We went out a few more times. Every creepy thing he did, crass references to bodily functions, pouting when e-mails weren’t returned within four seconds, was neutralized by something almost breathtaking in its charm. One night, I admired a burnt-orange strapless dress on a mannequin in a window. The next day, he showed up with it. He made me a bear out of chocolate chip cookie dough. He told me we had a date with the moon; we each had to look out our window at midnight and ask the moon what to do.

I didn’t have to ask the moon what to do because I had already asked everyone else I knew. The problem was simple: When I stood close to him, which I generally avoided, he didn’t smell right to me.

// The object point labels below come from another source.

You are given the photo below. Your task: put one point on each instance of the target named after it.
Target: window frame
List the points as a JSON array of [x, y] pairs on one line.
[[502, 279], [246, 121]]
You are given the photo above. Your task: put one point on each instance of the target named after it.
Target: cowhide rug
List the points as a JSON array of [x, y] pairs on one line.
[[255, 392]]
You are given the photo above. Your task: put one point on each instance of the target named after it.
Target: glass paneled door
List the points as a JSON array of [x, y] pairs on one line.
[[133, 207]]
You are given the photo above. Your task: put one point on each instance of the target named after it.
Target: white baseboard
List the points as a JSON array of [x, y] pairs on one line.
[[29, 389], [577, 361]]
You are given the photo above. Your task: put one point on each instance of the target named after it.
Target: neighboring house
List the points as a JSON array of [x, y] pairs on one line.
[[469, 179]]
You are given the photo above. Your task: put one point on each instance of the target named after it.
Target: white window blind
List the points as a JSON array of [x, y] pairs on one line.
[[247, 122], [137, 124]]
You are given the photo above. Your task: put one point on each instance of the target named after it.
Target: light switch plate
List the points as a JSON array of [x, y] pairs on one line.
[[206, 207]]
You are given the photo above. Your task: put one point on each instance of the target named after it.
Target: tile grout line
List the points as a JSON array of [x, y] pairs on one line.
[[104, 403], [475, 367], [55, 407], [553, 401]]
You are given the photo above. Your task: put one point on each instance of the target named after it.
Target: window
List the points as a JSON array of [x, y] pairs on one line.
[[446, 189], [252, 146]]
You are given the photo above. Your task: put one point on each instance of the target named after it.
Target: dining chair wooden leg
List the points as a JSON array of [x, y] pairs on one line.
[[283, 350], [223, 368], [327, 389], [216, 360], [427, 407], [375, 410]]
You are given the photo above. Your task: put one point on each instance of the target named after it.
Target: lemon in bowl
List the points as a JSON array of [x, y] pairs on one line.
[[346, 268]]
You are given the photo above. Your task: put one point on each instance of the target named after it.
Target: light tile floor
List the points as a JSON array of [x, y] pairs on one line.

It’s not that he smelled bad, just that chemical thing — the pheromones weren’t right. I couldn’t even imagine kissing him, though I wished I could. The man offered sculpted snacks, keys to his apartment, apparel. He was prepared to worship me, in his grandiose and self-absorbed way, and who isn’t prepared to be worshipped?

"Love makes one blind and deaf," goes the saying by Jewish poet and philosopher Solomon Ibn Gabirol. But it doesn’t remove one’s olfactory abilities.

I once read that when someone smells good to you, what you’re smelling is the fitness of their immune system. You may actually be able to smell whether someone is right for you, at least for mating purposes. I’m sure I haven’t been everyone’s cup of pheromones myself. To each his own, lid for every pan, all that stuff.

"If it isn’t there, it isn’t there," said my male friends, who seemed to understand.

"Maybe he’ll grow on you," said my female friends, who’ve all tried to work around a lack of basic physical attraction.

"I’m right outside your door," he said late one night, while we were talking on the phone. "Can I come in? I’m having a bad night. I need comfort."

I told him he could only come in for a minute. He asked for a hug and I gave it to him. He wouldn’t let me go. This man carved you a bear, my head screamed, Let him hug you! My chest got heavy and I got to feeling like a salted slug. My arms got wooden. He let me go. I haven’t seen him since.